The GOP members in the House took a closed-door vote in their weekly meeting, and followed with a debate on who should replace Cheney in the leadership post.
“The frontrunner, Rep. Elise Stefanik of New York, has the backing of top leaders Kevin McCarthy, the minority leader and Steve Scalise, the minority whip. Stefanik has also won over Rep. Jim Jordan, a key conservative. All three men are staunch Trump supporters and view Stefanik as a gifted communicator who can unite the party and not instigate a public battle with Trump,” the Examiner explained.
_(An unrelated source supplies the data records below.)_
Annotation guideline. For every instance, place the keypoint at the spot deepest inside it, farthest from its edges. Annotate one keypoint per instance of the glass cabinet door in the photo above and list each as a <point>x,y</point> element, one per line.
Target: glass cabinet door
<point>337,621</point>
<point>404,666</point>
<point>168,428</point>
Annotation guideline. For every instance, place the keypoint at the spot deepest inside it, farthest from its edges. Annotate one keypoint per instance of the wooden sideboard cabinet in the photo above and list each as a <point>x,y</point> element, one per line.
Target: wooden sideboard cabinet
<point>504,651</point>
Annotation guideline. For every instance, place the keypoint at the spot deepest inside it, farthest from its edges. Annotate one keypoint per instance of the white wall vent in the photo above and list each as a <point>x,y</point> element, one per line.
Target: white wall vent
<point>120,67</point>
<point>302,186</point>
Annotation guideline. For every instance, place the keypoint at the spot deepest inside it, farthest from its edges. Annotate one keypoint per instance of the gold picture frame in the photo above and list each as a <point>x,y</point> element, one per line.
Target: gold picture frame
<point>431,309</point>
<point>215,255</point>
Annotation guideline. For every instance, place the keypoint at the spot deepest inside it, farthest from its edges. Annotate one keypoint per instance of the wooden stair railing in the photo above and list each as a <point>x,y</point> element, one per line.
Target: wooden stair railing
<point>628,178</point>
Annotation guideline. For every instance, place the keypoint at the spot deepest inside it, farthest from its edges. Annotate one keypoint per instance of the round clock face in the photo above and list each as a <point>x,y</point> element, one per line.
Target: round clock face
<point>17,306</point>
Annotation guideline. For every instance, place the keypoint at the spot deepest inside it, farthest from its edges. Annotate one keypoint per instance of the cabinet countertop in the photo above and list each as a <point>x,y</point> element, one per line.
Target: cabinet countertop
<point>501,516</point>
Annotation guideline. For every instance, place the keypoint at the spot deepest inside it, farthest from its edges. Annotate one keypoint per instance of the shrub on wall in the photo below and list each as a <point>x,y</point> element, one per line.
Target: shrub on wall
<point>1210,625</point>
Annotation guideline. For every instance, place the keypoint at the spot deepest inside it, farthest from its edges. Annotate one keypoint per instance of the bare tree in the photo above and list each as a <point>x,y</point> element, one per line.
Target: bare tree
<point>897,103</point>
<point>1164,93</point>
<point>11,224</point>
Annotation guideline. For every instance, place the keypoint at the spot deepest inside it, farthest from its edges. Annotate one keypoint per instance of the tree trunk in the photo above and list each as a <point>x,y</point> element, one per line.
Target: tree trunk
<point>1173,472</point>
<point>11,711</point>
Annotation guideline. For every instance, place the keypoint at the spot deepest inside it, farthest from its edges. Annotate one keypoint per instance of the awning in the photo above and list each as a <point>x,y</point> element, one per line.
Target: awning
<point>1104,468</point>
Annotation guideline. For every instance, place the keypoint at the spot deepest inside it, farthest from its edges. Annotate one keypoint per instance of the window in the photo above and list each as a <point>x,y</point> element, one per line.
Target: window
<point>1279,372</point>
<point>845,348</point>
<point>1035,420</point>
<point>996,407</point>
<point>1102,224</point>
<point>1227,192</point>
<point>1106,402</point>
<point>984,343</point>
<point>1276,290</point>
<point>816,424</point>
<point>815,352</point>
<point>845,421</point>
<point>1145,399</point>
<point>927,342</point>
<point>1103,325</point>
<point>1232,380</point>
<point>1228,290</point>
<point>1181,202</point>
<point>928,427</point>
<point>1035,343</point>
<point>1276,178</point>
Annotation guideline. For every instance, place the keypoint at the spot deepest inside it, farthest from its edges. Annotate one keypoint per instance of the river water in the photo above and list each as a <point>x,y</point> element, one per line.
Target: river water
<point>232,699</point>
The Republican action indicated the party’s dissatisfaction with Cheney was less for her opposition to Trump, but her decision to continue berating and blasting him publicly, as she won support from her colleagues in a vote several weeks ago.
Cheney has been defiant, continue to blast Trump for his concern over election fraud both before and after her rejection.
Just before, she said, “I will not sit back and watch in silence while others lead our party down a path that abandons the rule of law and joins the former President’s crusade to undermine our democracy.”
After the vote she said she would work to see that Trump never gets anywhere near the White House ever again.
Actually, having served one term, he would be eligible to run for election again in 2024 if he chooses – a decision he has not yet announced.
GOP members apparently felt Cheney was hurting their efforts to build and unify the party – and could have been distracting from the party’s campaign to reclaim the House majority next year.
She also was accused of being for forever wars, with U.S. military troops permanently in various locations around the world.
Republicans apparently decided to move on, without her.
Jordan had charged Cheney with “continually recit[ing] Democrat talking points.”
“And you can’t have a Republican conference chair in the run up to the election, who continually went after our nominee, the president of the United States, the Republican president. I just don’t see how that’s helpful,” he said.
Trump has called Cheney a “poor leader, a major Democrat talking point, a warmonger…”
She also was among the handful of Republicans who voted to impeach Trump after he urged his supporters to protest Biden’s election “peacefully” on Jan. 6, and dozens, or perhaps hundreds, vandalized the U.S. Capitol.
Trump was acquitted in that case, the second time Democrat Rep. Nancy Pelosi’s orchestrated impeach-and-remove attempts against him failed.
Examiner commentator Byron York noted the conflict developed because “Cheney felt a mission to keep pushing against Trump, even as he became a former president living in Palm Beach.”
He explained the party was tolerant of Cheney’s opposition to Trump, up to a point.
“Cheney’s current problems intensified after the first vote on her leadership, when she intensified her campaign against Trump. Cheney’s efforts were undoubtedly media-friendly — she was portrayed as a profile in courage by some media outlets — but many Republicans came to believe, with some reason, that she had become a distraction from the GOP’s mission to oppose the Biden agenda and win back the House in 2022. Instead, Cheney seemed determined to re-fight the battles of November 2020 to January 2021,” York wrote.
And, he said, “Cheney is now making clear that she has become something of a single-issue politician and that her single issue is Trump.”